Search code examples
solr

How to run solr query with imcomplete last term?


I am trying to write a query, such that for any of the following queries

  1. Elephant
  2. Elephant is the bigge
  3. Elephant is the biggest land mammal.

Solr should be able to return following result Elephant is the biggest land mammal.

I've tried following two methods

  1. field:"query*"
  2. field:"Elephant is the" && field:"bigge*"

First query isn't able to handle the last incomplete words like in the query Elephant is the bigge. While second query is able to handle it, it isn't always reliable. Is there a better approach to it.

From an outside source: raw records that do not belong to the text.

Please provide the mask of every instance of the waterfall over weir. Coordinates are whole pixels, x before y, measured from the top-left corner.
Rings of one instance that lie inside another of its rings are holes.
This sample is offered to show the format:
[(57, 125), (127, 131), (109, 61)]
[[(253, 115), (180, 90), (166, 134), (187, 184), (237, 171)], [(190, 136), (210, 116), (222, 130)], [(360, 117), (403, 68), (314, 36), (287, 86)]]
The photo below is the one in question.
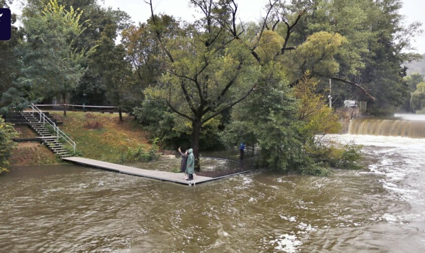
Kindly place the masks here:
[(425, 138), (425, 121), (402, 119), (356, 118), (348, 128), (351, 135)]

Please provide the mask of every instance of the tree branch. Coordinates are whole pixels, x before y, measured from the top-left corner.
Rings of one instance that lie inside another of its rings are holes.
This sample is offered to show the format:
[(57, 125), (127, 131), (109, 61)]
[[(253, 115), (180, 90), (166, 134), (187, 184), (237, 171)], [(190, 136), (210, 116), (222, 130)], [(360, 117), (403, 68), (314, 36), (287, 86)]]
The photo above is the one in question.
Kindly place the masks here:
[(335, 80), (335, 81), (341, 81), (341, 82), (345, 82), (346, 83), (350, 84), (350, 85), (352, 85), (353, 86), (354, 86), (354, 87), (357, 88), (358, 89), (360, 89), (361, 91), (362, 91), (363, 92), (363, 93), (364, 94), (364, 95), (369, 97), (371, 99), (372, 99), (372, 100), (374, 101), (375, 100), (375, 98), (372, 97), (372, 95), (371, 95), (370, 94), (369, 94), (369, 93), (367, 92), (367, 91), (366, 91), (365, 89), (362, 87), (361, 86), (360, 86), (360, 85), (359, 85), (358, 83), (355, 83), (353, 81), (351, 81), (349, 80), (346, 80), (345, 79), (341, 78), (339, 78), (339, 77), (331, 77), (330, 79), (331, 79), (332, 80)]

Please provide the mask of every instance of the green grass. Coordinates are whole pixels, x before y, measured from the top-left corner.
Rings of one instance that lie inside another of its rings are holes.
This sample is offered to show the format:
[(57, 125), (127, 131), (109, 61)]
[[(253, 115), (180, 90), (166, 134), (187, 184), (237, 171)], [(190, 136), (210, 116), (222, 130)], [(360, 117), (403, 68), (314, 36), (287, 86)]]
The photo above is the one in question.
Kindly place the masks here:
[[(61, 112), (51, 113), (63, 122), (59, 128), (75, 142), (82, 157), (117, 162), (128, 147), (141, 145), (146, 150), (150, 148), (147, 135), (133, 117), (124, 117), (121, 122), (117, 114), (67, 112), (64, 117)], [(90, 129), (93, 125), (101, 127)]]

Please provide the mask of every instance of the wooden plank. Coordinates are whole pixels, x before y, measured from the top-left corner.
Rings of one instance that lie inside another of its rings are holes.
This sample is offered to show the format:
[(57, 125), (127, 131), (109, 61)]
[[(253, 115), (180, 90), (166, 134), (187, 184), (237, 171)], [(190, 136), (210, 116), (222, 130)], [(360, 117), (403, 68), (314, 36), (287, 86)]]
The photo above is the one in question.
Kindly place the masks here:
[(183, 184), (189, 186), (195, 185), (196, 184), (203, 183), (205, 182), (215, 180), (220, 178), (229, 177), (230, 176), (236, 175), (241, 173), (245, 173), (251, 171), (247, 171), (236, 173), (235, 174), (231, 174), (226, 175), (223, 177), (218, 178), (210, 178), (208, 177), (202, 177), (201, 176), (197, 176), (196, 174), (193, 176), (193, 180), (190, 181), (187, 181), (182, 178), (184, 174), (183, 173), (174, 173), (168, 172), (162, 172), (159, 171), (151, 171), (150, 170), (144, 170), (142, 168), (135, 168), (130, 166), (126, 166), (124, 165), (117, 164), (116, 163), (112, 163), (111, 162), (107, 162), (105, 161), (99, 161), (97, 160), (94, 160), (92, 159), (84, 158), (82, 157), (77, 157), (72, 156), (70, 157), (64, 157), (63, 159), (76, 162), (83, 165), (92, 166), (106, 170), (114, 171), (120, 173), (124, 173), (135, 176), (138, 176), (140, 177), (144, 177), (146, 178), (152, 178), (154, 179), (158, 179), (165, 181), (173, 182), (174, 183), (178, 183), (179, 184)]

PS: I am using text_general for that field if that's helpful


Solution

  • If this is a common query against that field and the field content is exactly matching a prefix of your query, consider using a string field instead - or a TextField with a KeywordTokenizer and a LowercaseFilter if you want it to be case insensitive - it'll be more efficient than trying to make text_general work as you want.

    There might be a few issues with stopwords, but I think the ComplexPhraseQueryParser should work as you want to:

    q={!complexphrase inOrder=true}field:"Elephant is the bigge*"
    

    Make sure to append * to the last term in your query so that the last term is used as a wildcard.

    You should also be aware that wildcards are special in Lucene/Solr, as they can't use all the regular filters in an analysis chain as defined for a field - so you might get surprising results when you have stemming/synonyms/etc. for that field. In that case it's better to use a dedicated field type that you can do a prefix search against, as mentioned at the start.